Big organisations like Facebook, AirBnB, Instagram, Khan Academy etc have started using ReactJS. The fundamental principle is to treat each feature of the website as a single component or entity. This forces developers to write individual CSS for each and every component. The concept of global CSS vanishes with the rise of virtual DOM.
Is this good or bad for CSS? How do you plan to organise the CSS of the whole website when it is so fragmented? How do you use Pre-processors with this kind of arrangement?
We do use React and CSS per component approach mentioned here. The CSS code becomes simpler, there is no more (or very little) global / shared CSS rules which is a good thing I believe - easier to develop and maintain the project, very easy to refactor or remove obsolete stuff keeping your project nice an clean.
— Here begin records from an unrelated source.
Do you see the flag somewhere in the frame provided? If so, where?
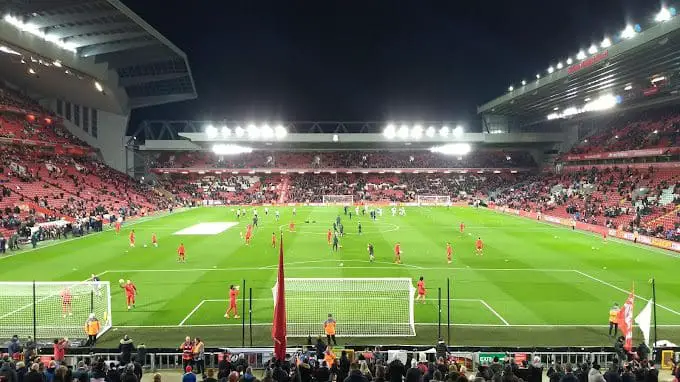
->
[617,286,635,351]
[272,234,286,361]
[635,300,654,346]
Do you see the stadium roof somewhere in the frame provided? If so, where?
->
[477,17,680,120]
[0,0,197,109]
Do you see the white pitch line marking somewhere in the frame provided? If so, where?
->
[574,269,680,318]
[177,300,206,326]
[479,300,510,326]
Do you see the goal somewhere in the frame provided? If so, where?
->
[323,195,354,206]
[0,281,112,343]
[272,278,416,337]
[416,195,451,206]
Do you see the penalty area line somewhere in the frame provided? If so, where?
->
[177,300,205,326]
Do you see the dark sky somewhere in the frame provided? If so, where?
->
[126,0,660,128]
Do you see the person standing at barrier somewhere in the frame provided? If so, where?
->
[179,336,194,369]
[323,313,338,347]
[609,303,621,337]
[193,337,205,379]
[85,313,101,349]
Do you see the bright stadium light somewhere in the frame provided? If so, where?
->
[654,7,673,23]
[260,123,274,139]
[430,143,472,155]
[425,126,435,138]
[383,123,397,139]
[212,144,253,155]
[621,24,635,39]
[600,37,612,49]
[205,125,217,139]
[247,124,260,139]
[411,125,423,139]
[222,126,231,138]
[274,125,288,139]
[397,124,408,139]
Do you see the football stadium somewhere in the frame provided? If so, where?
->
[0,0,680,382]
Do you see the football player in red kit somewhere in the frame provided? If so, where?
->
[224,285,240,319]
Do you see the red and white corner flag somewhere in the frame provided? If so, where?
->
[617,285,635,351]
[272,234,287,361]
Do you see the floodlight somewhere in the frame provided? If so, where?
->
[383,123,397,139]
[274,125,288,139]
[260,123,274,139]
[654,7,673,23]
[397,124,408,139]
[247,124,260,139]
[600,37,612,49]
[212,144,253,155]
[411,125,423,139]
[205,125,217,139]
[425,126,435,138]
[621,24,635,39]
[430,143,472,155]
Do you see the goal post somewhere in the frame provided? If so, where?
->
[0,281,112,343]
[416,195,451,206]
[272,278,416,337]
[322,195,354,206]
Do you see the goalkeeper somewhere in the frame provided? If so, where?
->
[323,313,338,346]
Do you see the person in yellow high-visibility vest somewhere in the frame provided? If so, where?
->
[323,313,338,346]
[609,304,621,337]
[85,313,101,349]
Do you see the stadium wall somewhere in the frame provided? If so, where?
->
[40,99,134,173]
[489,204,680,252]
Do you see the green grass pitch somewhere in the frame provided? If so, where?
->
[0,207,680,346]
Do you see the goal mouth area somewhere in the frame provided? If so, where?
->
[272,277,416,337]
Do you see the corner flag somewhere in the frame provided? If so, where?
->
[617,286,635,351]
[272,234,287,361]
[635,300,654,346]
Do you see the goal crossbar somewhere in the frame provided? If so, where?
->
[272,278,416,337]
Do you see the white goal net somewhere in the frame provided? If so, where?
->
[322,195,354,206]
[272,278,416,337]
[416,195,451,206]
[0,281,111,342]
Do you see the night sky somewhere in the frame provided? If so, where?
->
[125,0,660,125]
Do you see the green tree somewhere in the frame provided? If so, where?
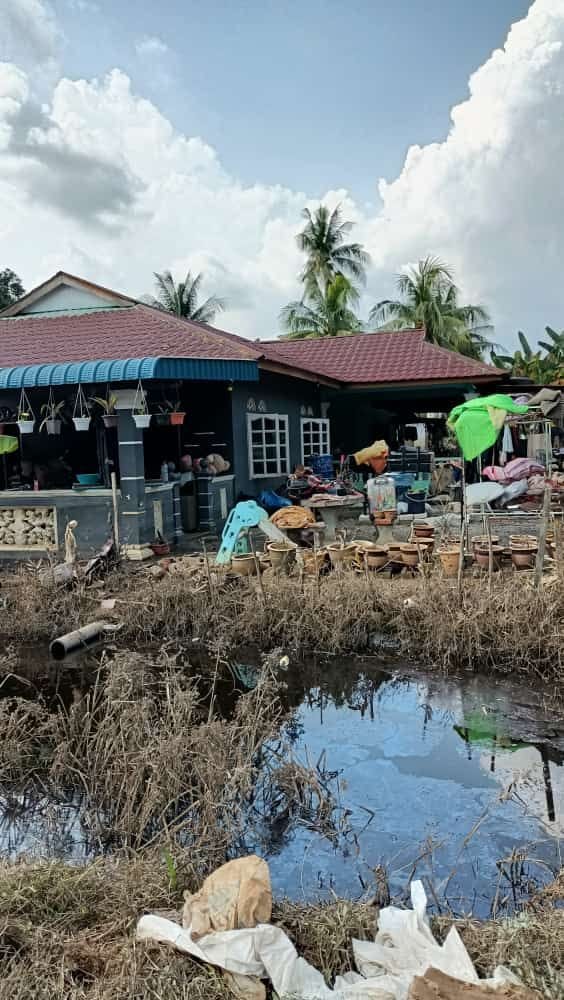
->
[369,257,491,358]
[150,271,226,323]
[0,267,25,309]
[280,274,360,340]
[296,205,370,298]
[492,326,564,384]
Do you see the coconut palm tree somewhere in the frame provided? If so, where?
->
[369,257,490,358]
[296,205,370,297]
[150,271,226,323]
[280,274,360,340]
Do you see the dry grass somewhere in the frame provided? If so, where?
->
[0,851,564,1000]
[3,569,564,682]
And instead of reusing CSS you tend to compose UI elements, which dramatically improves the developer experience.
Björn
Insane Full-Stack Developer
We don't use react, but angularjs. We divide every component into its own module. Like our design mode, the toolbar, the different window object and so on.
Every element has its own css, which sits in the index.html with a command <!-- css build --> and ends in <!-- css endbuild --> (or something like this).
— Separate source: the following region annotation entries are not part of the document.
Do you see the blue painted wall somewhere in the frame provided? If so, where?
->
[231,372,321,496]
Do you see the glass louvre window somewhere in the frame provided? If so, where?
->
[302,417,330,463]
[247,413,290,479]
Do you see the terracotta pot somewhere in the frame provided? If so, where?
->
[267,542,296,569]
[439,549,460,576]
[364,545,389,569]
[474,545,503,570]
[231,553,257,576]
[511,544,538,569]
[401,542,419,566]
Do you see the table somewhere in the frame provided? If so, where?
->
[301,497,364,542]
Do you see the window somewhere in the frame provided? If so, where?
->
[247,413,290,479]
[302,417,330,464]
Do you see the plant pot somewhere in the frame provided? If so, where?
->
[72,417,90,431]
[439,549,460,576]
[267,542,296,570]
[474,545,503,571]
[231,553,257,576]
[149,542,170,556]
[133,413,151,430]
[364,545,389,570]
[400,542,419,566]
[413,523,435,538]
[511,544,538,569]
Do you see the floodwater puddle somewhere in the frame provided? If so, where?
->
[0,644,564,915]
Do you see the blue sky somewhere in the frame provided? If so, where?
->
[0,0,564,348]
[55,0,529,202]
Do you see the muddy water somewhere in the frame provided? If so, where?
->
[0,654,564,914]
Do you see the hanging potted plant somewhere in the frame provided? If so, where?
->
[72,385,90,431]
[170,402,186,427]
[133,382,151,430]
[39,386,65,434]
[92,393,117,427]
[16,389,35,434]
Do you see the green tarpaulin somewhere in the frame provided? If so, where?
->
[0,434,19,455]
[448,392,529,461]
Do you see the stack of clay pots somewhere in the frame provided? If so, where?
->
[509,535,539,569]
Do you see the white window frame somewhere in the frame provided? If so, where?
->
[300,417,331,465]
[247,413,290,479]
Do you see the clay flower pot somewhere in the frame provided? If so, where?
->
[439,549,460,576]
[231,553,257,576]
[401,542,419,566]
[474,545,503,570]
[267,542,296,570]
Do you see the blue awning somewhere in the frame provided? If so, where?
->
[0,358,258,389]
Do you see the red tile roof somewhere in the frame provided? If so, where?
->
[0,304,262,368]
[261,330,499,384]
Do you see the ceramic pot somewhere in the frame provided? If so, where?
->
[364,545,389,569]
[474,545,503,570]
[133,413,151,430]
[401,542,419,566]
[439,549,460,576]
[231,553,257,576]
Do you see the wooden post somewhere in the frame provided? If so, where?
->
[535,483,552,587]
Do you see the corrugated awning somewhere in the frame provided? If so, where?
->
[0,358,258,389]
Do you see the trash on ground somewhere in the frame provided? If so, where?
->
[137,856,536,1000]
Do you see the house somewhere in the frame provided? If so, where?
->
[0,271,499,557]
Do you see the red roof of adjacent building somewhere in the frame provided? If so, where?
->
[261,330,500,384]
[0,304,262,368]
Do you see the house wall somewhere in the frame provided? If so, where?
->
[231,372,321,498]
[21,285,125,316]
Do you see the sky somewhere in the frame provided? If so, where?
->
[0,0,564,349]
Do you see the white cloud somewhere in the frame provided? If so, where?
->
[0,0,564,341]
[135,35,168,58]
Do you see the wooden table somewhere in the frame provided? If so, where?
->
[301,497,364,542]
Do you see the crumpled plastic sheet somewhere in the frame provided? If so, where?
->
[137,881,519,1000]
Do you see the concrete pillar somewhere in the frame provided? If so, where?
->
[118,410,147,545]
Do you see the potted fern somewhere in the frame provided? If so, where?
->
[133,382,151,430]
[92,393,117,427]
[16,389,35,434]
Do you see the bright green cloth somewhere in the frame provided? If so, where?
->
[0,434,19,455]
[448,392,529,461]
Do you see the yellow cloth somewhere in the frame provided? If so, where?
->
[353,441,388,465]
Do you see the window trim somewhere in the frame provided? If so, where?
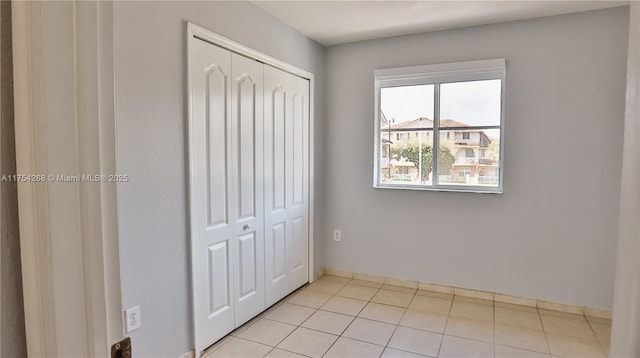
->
[373,58,506,194]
When we build the site, these files get concatenated and minified into one file and this one file gets automatically linked to the index.
So, when we remove a module we don't have to strip these parts off a global css. It's all automatic, just remove it from the index.html and it runs as always.
The good thing about this method is that we have different, changeable css files, but, because of the concatenation, one http request is needed to retrieve the the css file.